After a construction time of almost four (4) years, the craft village was completed, consisting of a totally refurbished traditional plantation house, 12 new craft kiosks to host the most important local craft and a restaurant that serves traditional dishes. The new buildings were designed in a style that matches well with the architecture of the Plantation House.
Although it has been extensively renovated and refurbished in the course of which modifications were necessary, the Plantation house has retained all the traditional aspects of the colonial plantation houses: the pitched roof, the dormer windows and garrets, the wide verandah that en compasses the entire quadrilateral structure of the building, and of course the obligatory masonry plinths on which it rests.

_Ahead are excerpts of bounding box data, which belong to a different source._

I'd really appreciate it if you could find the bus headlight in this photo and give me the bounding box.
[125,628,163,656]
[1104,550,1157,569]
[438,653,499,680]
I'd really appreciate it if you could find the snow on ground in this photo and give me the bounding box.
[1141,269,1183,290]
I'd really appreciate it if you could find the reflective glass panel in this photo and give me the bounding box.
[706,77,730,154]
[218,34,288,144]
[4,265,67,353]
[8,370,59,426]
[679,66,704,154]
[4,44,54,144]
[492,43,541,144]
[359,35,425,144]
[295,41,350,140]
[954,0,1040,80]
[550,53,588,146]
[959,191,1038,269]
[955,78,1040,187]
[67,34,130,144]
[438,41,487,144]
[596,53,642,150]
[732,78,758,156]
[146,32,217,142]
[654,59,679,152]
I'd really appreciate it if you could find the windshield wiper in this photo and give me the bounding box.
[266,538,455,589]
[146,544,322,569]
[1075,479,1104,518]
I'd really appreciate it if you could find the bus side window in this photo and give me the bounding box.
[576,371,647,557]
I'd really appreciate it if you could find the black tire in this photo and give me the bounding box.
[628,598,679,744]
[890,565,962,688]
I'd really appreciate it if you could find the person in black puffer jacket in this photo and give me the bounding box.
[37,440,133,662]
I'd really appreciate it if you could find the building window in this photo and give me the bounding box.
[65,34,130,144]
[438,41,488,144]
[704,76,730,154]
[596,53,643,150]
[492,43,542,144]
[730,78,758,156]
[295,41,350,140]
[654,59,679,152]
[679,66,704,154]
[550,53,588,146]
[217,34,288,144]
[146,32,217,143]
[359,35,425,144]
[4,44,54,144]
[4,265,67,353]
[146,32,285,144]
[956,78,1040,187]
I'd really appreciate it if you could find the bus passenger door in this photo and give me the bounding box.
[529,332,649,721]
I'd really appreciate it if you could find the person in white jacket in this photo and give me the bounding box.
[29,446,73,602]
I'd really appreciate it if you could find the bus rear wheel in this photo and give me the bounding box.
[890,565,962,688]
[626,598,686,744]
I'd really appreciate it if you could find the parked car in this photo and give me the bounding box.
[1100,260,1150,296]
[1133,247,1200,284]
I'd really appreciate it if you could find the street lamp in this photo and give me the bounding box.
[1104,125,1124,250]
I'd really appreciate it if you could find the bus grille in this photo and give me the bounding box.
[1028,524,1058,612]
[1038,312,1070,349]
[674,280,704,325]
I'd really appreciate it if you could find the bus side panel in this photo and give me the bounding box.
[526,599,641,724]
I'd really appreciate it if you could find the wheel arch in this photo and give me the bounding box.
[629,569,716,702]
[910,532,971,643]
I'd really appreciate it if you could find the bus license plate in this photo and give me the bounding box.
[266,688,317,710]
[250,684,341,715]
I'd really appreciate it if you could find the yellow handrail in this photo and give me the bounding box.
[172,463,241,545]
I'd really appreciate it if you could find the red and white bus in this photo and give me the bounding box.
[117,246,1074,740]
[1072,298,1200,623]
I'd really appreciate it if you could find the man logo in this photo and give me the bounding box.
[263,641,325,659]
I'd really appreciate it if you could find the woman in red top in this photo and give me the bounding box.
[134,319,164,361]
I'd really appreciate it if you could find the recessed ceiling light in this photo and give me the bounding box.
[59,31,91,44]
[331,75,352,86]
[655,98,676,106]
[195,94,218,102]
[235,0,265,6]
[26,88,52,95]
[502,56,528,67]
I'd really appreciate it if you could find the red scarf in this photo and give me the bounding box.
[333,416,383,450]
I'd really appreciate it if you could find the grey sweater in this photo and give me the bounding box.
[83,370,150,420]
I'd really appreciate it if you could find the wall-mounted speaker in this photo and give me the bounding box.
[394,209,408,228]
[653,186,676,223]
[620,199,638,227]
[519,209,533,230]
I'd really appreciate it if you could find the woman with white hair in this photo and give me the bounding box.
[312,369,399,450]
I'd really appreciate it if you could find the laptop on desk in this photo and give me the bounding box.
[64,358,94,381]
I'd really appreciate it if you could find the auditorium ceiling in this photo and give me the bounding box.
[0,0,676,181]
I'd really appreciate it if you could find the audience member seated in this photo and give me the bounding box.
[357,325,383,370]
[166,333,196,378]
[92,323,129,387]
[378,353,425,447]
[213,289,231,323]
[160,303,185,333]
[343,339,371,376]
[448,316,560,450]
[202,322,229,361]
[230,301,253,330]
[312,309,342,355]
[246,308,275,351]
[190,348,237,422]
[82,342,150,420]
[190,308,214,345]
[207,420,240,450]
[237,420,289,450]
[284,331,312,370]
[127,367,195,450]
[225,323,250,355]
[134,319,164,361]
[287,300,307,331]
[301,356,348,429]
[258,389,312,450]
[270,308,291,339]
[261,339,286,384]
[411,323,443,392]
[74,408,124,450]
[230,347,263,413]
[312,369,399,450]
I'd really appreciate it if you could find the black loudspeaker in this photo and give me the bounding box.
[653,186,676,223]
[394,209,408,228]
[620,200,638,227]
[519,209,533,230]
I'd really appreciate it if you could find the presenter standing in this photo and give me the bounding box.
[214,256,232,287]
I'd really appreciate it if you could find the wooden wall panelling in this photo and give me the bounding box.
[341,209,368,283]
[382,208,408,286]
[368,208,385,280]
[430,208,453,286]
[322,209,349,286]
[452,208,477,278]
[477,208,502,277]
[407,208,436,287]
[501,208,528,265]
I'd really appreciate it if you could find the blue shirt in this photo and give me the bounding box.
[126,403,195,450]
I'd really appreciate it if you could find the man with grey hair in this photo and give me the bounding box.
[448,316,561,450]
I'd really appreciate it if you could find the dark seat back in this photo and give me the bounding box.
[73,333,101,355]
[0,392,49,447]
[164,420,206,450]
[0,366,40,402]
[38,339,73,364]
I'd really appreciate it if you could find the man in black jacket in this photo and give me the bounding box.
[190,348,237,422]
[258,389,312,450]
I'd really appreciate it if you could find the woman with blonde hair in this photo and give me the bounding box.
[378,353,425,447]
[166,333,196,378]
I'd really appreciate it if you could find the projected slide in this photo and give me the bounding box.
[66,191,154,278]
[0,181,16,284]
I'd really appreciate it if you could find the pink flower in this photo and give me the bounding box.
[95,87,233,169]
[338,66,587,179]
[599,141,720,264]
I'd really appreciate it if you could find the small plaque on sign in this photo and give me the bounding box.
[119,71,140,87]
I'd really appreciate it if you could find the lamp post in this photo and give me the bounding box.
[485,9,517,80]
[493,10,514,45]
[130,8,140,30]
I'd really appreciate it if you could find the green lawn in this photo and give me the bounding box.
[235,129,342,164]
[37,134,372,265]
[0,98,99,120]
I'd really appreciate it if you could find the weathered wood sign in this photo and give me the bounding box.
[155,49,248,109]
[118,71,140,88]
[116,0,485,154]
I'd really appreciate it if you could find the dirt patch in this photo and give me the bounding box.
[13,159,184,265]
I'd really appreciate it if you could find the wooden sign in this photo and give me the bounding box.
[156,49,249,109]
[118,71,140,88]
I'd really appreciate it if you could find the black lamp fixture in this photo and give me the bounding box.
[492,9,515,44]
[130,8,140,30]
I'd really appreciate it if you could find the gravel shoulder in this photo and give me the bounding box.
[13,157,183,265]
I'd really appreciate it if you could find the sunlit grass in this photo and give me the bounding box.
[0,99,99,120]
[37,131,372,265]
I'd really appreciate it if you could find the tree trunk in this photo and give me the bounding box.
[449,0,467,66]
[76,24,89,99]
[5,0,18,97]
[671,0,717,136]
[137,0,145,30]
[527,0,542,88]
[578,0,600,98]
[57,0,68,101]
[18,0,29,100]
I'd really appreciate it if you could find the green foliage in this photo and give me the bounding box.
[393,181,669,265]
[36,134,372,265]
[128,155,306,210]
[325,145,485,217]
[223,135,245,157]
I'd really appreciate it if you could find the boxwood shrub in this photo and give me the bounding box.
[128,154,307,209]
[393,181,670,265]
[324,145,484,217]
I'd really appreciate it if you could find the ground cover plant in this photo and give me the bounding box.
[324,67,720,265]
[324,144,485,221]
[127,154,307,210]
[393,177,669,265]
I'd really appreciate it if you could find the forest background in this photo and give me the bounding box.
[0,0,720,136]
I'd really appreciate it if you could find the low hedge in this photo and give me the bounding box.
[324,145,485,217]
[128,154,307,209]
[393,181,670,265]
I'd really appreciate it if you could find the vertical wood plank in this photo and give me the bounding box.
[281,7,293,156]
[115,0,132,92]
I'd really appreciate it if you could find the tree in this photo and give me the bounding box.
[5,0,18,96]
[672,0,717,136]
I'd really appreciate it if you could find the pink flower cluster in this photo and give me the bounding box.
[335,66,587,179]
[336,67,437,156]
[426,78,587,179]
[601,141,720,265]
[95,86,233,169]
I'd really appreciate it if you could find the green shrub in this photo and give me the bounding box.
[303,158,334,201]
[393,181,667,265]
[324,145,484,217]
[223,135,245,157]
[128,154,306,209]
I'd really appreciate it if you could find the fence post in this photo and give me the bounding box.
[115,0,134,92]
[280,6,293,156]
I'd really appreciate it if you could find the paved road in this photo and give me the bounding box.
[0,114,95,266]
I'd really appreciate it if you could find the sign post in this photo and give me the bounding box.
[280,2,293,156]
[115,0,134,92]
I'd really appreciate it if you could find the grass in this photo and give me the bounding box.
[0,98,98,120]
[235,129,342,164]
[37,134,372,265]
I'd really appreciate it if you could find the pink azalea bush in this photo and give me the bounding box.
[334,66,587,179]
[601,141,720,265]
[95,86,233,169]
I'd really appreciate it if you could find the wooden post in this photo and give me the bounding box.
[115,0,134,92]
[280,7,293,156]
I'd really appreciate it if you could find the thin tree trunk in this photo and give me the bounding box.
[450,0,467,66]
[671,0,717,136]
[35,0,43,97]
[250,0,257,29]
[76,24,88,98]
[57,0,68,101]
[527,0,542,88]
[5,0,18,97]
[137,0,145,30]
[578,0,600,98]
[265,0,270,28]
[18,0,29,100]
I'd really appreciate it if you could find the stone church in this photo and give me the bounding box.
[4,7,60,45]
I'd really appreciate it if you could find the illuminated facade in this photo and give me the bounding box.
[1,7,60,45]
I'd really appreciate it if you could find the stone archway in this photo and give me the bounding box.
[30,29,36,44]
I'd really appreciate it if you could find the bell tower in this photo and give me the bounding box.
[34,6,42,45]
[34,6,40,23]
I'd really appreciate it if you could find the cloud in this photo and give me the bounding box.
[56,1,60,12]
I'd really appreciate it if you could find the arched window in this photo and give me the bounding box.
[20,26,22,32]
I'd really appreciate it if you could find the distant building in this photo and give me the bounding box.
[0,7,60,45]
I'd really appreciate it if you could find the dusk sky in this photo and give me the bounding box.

A covered walk way at the back of the house leads to the traditional kitchen where, besides the wood stove, many items evoked the culinary memories of yesteryear. There is the kokosye (the half of coco de mer nut in which rice was washed before being put in the cooking pot) the lavann (a flat basket of woven pandanus in which rice was winnowed) the kapatia (a basket of woven coconut fronds in which fruits and vegetables were kept) and of course the indispensable marmit (cooking pot made of cast iron). Anything and everything was cooked in the marmit.
There is a replica of the servant’s dwelling house. Built of timber on squat stone pillars, it is a modest structure in which the servant slept.
The wooden walls are entirely covered with pages of newspapers and magazines. The dwelling has three compartments: the small living room, the bedroom and the kitchen.
Over 10% of visitors, visiting our shores do pay a visit to this estate, thus getting the chance to experience this unique journey into a traditional Seychellois cultural setting. . This place offers Seychellois and visitors alike a nostalgic glimpse of traditional life of yesteryear. Once in the village, standing under the breadfruit tree, one can visualize workers husking coconut, women laying out cinnamon bark in the hot sun to dry and one hears the distant lowing and mooing of cows and almost savour salted fish curry cooked with coconut milk and smoked pork.
A place worth visiting for everyone.